Décor d’une villa située impasse Adèle-Mulot, à Versailles. Ce beau motif de carreaux de faïence portant le nom de la villa, rue Georges-Guynemer, répond aux frises ornant le dessus des fenêtres, qui représentent des chardons bleu turquoise et ocre (emblème celtique) − motif qui figure au catalogue Gilardoni fils A. Brault et Cie de 1898.
À partir d’un modèle de base – rez-de-chaussée à plan carré avec séjour, salle à manger, cuisine et office, un étage avec trois ou quatre chambres et salle de bains, et un second étage en comble avec des chambres de service –, l’architecte pouvait proposer à sa clientèle une infinité de variantes qui font que chaque « maison Bachelin » a son esthétique particulière : toits débordants soutenus par des aisseliers, détails pittoresques comme des fermes apparentes, des épis de faîtage, des bow-windows, des lucarnes aux pignons parfois exubérants, une tour latérale donnant l’illusion d’un belvédère, de gracieux garde-corps, un auvent, une marquise coiffant une jolie porte et, bien sûr, les décors multicolores en céramique dont on redécouvre aujourd’hui les charmes.
De la couleur dans la rue
Bien visibles de la rue, pour le plus grand plaisir du passant curieux et attentif, remarquablement préservés, les décors en céramique, ornant les façades en meulière mais s’associant aussi à merveille avec les briques polychromes, illustrent les riches potentialités de ce matériau qui connut une grande vogue à la Belle Époque et jusqu’en 1914, d’autant plus qu’il était très résistant et d’entretien facile. Si l’on marche le nez en l’air, en particulier dans le quartier de Montreuil près de l’église Saint-Symphorien, les trouvailles sont innombrables : ce ne sont que carreaux de faïence, frises, cabochons, rosaces, décorés de motifs végétaux ou d’animaux en terre cuite émaillée ou en grès flammé, qui ponctuent la façade de notes colorées et font chanter les teintes de pain cuit de la meulière. De belles plaques en faïence émaillée, délicieusement désuètes, portent le nom de la villa : noms de fleurs, de femmes, d’arbres et d’oiseaux, qui évoquent les villégiatures balnéaires.

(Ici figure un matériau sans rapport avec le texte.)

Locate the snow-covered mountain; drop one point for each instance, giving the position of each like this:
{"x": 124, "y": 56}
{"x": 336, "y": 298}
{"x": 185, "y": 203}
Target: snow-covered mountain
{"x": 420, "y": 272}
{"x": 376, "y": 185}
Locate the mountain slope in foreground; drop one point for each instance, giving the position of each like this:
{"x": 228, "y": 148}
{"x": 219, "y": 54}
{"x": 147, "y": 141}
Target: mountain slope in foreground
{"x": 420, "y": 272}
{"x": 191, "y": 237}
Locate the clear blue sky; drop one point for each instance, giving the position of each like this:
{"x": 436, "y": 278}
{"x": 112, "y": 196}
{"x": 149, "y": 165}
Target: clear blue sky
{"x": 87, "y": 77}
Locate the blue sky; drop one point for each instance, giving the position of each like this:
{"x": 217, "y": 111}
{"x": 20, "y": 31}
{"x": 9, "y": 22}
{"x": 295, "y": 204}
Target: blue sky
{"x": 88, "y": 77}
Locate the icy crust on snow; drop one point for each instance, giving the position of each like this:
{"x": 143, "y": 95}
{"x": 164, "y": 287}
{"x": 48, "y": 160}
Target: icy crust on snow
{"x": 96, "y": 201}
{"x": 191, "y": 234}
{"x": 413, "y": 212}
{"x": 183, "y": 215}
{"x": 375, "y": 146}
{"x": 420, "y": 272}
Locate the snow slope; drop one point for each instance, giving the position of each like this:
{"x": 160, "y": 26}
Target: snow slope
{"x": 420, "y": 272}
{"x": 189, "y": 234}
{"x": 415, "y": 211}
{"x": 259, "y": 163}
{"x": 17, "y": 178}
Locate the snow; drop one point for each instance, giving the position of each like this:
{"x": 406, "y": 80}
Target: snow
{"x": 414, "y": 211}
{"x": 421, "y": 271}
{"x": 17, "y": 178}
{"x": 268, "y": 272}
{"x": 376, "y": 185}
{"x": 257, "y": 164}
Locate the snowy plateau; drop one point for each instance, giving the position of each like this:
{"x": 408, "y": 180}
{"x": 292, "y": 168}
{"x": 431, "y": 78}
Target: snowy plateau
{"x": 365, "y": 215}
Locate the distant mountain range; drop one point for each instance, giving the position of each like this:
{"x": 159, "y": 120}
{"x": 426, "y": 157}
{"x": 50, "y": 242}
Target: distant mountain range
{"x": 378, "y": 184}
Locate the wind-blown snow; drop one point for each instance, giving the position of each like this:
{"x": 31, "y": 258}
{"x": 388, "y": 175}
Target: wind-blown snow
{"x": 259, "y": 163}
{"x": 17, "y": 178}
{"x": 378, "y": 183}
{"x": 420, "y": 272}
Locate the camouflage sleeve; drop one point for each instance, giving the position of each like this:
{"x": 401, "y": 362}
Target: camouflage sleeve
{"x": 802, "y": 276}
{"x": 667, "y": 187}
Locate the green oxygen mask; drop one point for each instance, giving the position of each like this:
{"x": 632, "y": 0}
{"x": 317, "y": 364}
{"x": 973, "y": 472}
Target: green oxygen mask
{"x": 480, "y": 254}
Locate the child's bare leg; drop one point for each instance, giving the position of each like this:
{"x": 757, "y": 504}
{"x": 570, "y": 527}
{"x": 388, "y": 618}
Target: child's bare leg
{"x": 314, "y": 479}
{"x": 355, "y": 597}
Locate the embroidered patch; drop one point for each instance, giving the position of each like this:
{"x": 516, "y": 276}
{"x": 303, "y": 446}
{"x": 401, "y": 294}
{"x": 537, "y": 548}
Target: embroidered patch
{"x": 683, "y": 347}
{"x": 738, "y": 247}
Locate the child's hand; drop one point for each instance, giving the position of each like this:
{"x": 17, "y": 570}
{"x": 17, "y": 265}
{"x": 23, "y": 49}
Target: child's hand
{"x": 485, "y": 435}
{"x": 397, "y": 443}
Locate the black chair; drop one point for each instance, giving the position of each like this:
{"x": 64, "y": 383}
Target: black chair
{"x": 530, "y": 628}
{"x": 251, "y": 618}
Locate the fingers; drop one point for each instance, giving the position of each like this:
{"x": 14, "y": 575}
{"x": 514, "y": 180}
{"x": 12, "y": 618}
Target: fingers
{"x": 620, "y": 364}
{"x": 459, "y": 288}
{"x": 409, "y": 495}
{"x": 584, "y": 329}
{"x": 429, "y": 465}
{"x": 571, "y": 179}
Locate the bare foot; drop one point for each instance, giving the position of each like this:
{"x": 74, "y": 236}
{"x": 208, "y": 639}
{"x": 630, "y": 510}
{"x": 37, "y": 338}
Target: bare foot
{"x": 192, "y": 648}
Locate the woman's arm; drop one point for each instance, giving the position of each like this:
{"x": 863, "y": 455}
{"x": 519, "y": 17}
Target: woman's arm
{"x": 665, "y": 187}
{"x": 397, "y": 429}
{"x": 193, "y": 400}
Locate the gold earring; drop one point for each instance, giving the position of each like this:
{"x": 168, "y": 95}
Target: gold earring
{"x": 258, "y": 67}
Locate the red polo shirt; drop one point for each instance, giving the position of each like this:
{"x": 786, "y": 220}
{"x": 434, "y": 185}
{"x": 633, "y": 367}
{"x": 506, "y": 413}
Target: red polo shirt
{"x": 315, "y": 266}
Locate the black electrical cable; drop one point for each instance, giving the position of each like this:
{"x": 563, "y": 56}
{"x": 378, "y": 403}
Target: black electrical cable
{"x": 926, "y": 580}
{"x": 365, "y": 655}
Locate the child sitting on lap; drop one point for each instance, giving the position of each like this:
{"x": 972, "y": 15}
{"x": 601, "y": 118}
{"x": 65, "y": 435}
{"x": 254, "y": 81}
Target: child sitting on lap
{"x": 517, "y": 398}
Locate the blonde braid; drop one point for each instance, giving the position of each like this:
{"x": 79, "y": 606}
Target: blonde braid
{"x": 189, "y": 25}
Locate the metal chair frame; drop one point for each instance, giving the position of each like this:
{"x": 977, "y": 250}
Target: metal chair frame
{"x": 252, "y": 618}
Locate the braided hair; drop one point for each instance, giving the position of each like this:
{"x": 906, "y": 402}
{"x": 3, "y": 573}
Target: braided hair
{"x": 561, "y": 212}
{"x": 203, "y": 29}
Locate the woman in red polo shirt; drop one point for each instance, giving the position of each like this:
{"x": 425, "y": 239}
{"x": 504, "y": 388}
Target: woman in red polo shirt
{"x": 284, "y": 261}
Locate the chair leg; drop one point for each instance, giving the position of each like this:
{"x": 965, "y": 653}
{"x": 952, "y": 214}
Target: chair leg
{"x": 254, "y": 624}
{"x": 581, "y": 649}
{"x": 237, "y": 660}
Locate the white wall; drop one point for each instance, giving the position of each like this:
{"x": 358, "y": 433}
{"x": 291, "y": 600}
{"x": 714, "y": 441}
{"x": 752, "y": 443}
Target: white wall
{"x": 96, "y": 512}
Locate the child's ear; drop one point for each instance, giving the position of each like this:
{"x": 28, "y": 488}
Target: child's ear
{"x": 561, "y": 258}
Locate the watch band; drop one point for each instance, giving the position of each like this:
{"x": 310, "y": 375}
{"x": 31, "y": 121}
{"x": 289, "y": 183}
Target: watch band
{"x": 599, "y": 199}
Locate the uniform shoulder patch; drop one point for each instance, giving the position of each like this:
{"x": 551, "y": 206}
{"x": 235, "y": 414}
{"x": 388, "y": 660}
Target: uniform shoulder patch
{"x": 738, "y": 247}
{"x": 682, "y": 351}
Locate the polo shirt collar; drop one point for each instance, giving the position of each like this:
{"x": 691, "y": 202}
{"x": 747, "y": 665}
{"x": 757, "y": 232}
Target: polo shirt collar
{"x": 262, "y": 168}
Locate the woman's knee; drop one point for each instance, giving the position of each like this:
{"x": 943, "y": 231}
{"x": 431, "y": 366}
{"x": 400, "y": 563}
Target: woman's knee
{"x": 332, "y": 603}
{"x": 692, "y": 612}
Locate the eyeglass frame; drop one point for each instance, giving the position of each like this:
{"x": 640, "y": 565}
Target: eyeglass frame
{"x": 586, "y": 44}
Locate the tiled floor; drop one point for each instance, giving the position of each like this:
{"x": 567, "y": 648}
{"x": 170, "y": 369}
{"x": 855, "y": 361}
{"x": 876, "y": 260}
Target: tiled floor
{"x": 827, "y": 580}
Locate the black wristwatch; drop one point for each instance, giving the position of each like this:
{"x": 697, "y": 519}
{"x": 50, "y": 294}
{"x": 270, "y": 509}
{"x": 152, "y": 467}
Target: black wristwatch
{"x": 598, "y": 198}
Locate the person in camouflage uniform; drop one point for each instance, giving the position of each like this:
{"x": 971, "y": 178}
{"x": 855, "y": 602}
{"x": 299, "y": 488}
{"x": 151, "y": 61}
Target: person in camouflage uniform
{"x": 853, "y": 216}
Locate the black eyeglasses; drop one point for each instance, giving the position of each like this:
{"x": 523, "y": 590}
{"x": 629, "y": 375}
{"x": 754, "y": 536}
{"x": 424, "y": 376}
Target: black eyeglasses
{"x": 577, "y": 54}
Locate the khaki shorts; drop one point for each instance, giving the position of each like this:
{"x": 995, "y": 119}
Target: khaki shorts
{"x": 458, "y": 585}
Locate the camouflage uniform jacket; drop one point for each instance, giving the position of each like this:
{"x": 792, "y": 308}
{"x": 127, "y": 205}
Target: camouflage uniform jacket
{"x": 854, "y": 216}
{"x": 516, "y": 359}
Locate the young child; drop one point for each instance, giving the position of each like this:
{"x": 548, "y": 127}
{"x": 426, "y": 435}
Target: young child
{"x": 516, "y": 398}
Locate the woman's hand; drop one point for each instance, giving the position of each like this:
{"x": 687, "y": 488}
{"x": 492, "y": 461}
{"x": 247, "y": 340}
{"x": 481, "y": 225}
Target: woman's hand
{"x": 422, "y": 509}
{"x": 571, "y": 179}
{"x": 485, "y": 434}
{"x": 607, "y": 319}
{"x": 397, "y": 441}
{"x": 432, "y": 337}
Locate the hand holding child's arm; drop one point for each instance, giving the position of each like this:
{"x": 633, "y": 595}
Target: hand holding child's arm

Ce cabochon bleu turquoise et sa frise en terre cuite émaillée (maison Hippolyte Boulanger à Choisy-le-Roi) ornent la façade de la villa Les Fusains, rue Georges-Guynemer. La façade en brique polychrome de l’immeuble Bachelin, au 3 rue de l’Assemblée-Nationale, est ornée d’une frise en grès émaillé de style Art nouveau, provenant de la maison Gilardoni fils à Choisy-le-Roi.
Les céramiques décoratives de ces quartiers proviennent essentiellement de deux fabriques de renom, toutes proches puisqu’installées à Choisy-le-Roi : les manufactures Hippolyte Boulanger et Brault-Gilardoni (qui prendra ensuite la raison sociale Gilardoni et Fils). La maison Gilardoni avait hérité d’une longue tradition de collaboration avec les architectes, et Léon Bachelin avait l’habitude de proposer à ses clients les motifs décoratifs présentés sur les catalogues de cette entreprise. Précisons que la signature Gilardoni est rarement repérable, dans la mesure où il s’agissait de très nombreux modèles, produits en série, donc non signés. On y rencontre aussi, au hasard des rues, des motifs proposés par les faïenceries de Sarreguemines, Digoin et Vitry-le-François, dont les ateliers de céramiques décoratives étaient alors installés à Paris.

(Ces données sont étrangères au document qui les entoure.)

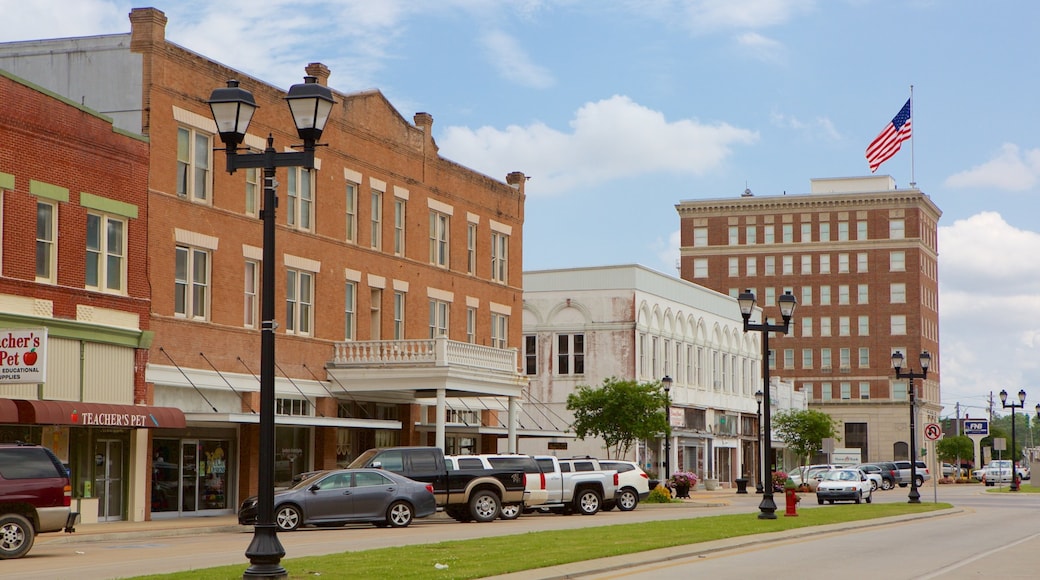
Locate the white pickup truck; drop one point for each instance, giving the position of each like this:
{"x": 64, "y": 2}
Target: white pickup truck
{"x": 574, "y": 485}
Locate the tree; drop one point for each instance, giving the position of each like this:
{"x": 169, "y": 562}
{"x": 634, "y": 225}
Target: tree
{"x": 804, "y": 431}
{"x": 620, "y": 412}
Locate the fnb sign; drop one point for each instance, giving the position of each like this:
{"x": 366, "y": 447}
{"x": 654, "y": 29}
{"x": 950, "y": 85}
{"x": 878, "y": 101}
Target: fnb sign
{"x": 977, "y": 426}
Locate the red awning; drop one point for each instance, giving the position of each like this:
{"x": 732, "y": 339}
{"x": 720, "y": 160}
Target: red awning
{"x": 96, "y": 415}
{"x": 8, "y": 412}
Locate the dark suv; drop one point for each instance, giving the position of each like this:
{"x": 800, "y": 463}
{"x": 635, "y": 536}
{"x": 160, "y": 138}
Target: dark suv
{"x": 35, "y": 496}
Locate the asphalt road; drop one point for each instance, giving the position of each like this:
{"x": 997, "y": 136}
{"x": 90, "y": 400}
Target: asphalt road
{"x": 130, "y": 556}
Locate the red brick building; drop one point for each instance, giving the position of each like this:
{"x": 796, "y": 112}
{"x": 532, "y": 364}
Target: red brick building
{"x": 398, "y": 273}
{"x": 860, "y": 257}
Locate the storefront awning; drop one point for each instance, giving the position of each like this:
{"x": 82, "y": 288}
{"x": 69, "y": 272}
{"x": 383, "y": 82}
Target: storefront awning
{"x": 96, "y": 415}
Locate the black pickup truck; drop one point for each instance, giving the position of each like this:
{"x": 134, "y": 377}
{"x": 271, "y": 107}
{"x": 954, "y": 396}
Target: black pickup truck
{"x": 470, "y": 495}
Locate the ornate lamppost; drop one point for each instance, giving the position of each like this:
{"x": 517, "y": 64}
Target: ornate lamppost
{"x": 233, "y": 108}
{"x": 746, "y": 300}
{"x": 1011, "y": 451}
{"x": 926, "y": 361}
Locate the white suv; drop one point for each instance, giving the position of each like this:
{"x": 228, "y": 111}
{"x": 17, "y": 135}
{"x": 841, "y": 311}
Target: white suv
{"x": 633, "y": 484}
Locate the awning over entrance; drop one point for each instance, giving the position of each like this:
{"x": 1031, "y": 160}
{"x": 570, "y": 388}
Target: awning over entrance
{"x": 94, "y": 415}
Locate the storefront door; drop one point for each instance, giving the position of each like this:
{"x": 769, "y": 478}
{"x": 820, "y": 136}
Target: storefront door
{"x": 108, "y": 478}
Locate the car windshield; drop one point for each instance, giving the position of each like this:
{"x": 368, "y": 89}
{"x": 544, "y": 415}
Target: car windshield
{"x": 841, "y": 475}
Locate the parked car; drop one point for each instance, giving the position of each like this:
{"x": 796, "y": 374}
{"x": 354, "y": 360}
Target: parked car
{"x": 921, "y": 468}
{"x": 633, "y": 484}
{"x": 845, "y": 484}
{"x": 535, "y": 491}
{"x": 345, "y": 496}
{"x": 35, "y": 497}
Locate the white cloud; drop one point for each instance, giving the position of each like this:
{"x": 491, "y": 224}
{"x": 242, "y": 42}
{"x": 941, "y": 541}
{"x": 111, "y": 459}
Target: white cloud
{"x": 609, "y": 139}
{"x": 1011, "y": 169}
{"x": 512, "y": 62}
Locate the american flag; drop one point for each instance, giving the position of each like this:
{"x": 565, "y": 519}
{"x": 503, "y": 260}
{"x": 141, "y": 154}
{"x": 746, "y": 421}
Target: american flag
{"x": 888, "y": 142}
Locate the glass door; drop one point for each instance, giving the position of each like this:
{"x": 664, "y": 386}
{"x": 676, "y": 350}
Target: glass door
{"x": 108, "y": 478}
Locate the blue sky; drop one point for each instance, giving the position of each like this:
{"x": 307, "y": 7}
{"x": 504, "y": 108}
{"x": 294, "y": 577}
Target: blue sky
{"x": 620, "y": 109}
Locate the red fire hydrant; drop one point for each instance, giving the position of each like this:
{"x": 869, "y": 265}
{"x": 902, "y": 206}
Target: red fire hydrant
{"x": 791, "y": 497}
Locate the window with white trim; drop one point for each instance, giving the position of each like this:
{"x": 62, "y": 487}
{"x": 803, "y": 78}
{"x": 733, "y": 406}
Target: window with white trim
{"x": 191, "y": 283}
{"x": 439, "y": 223}
{"x": 570, "y": 353}
{"x": 47, "y": 242}
{"x": 106, "y": 247}
{"x": 299, "y": 301}
{"x": 193, "y": 155}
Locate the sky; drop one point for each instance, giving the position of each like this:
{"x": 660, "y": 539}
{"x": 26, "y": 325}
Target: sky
{"x": 619, "y": 109}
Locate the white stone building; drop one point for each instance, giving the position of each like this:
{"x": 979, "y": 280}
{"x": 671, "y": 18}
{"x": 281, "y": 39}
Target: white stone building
{"x": 582, "y": 325}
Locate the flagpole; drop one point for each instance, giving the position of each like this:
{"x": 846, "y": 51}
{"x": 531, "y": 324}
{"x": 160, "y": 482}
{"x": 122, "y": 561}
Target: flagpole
{"x": 913, "y": 182}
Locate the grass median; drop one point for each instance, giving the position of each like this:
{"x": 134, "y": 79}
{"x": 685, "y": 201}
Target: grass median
{"x": 490, "y": 556}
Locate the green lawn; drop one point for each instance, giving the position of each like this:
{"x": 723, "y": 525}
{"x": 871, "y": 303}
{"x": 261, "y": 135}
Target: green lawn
{"x": 469, "y": 558}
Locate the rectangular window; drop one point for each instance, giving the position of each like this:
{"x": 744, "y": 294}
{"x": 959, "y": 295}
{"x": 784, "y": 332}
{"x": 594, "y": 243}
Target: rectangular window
{"x": 898, "y": 261}
{"x": 499, "y": 257}
{"x": 570, "y": 353}
{"x": 251, "y": 299}
{"x": 375, "y": 314}
{"x": 191, "y": 283}
{"x": 375, "y": 234}
{"x": 398, "y": 227}
{"x": 898, "y": 324}
{"x": 105, "y": 253}
{"x": 47, "y": 247}
{"x": 253, "y": 191}
{"x": 898, "y": 293}
{"x": 700, "y": 267}
{"x": 499, "y": 331}
{"x": 897, "y": 229}
{"x": 529, "y": 354}
{"x": 192, "y": 164}
{"x": 438, "y": 318}
{"x": 352, "y": 212}
{"x": 351, "y": 311}
{"x": 439, "y": 238}
{"x": 299, "y": 301}
{"x": 398, "y": 316}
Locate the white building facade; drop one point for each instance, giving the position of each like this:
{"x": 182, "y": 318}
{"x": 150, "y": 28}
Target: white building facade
{"x": 582, "y": 325}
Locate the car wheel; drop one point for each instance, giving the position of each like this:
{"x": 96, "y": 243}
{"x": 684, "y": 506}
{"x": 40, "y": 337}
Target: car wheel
{"x": 399, "y": 515}
{"x": 17, "y": 536}
{"x": 288, "y": 518}
{"x": 588, "y": 502}
{"x": 628, "y": 500}
{"x": 484, "y": 506}
{"x": 511, "y": 511}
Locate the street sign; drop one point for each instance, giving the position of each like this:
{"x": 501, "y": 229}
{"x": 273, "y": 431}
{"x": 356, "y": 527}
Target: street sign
{"x": 933, "y": 431}
{"x": 977, "y": 426}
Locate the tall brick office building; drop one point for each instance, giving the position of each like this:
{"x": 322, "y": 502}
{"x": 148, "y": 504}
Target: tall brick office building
{"x": 398, "y": 274}
{"x": 860, "y": 257}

Aujourd’hui plus pimpantes que jamais, ces maisons ont bien résisté au temps, grâce à la nature de la pierre meulière, qui, constellée d’alvéoles et très imperméable, isole naturellement le bâtiment. Et la « belle meulière », près d’un siècle et demi après son invention, fait toujours rêver, se laissant volontiers admirer de la rue, légèrement en retrait derrière les feuillages d’un jardinet fermé d’une grille où souvent court une opulente glycine, comme dans une vieille maison de famille.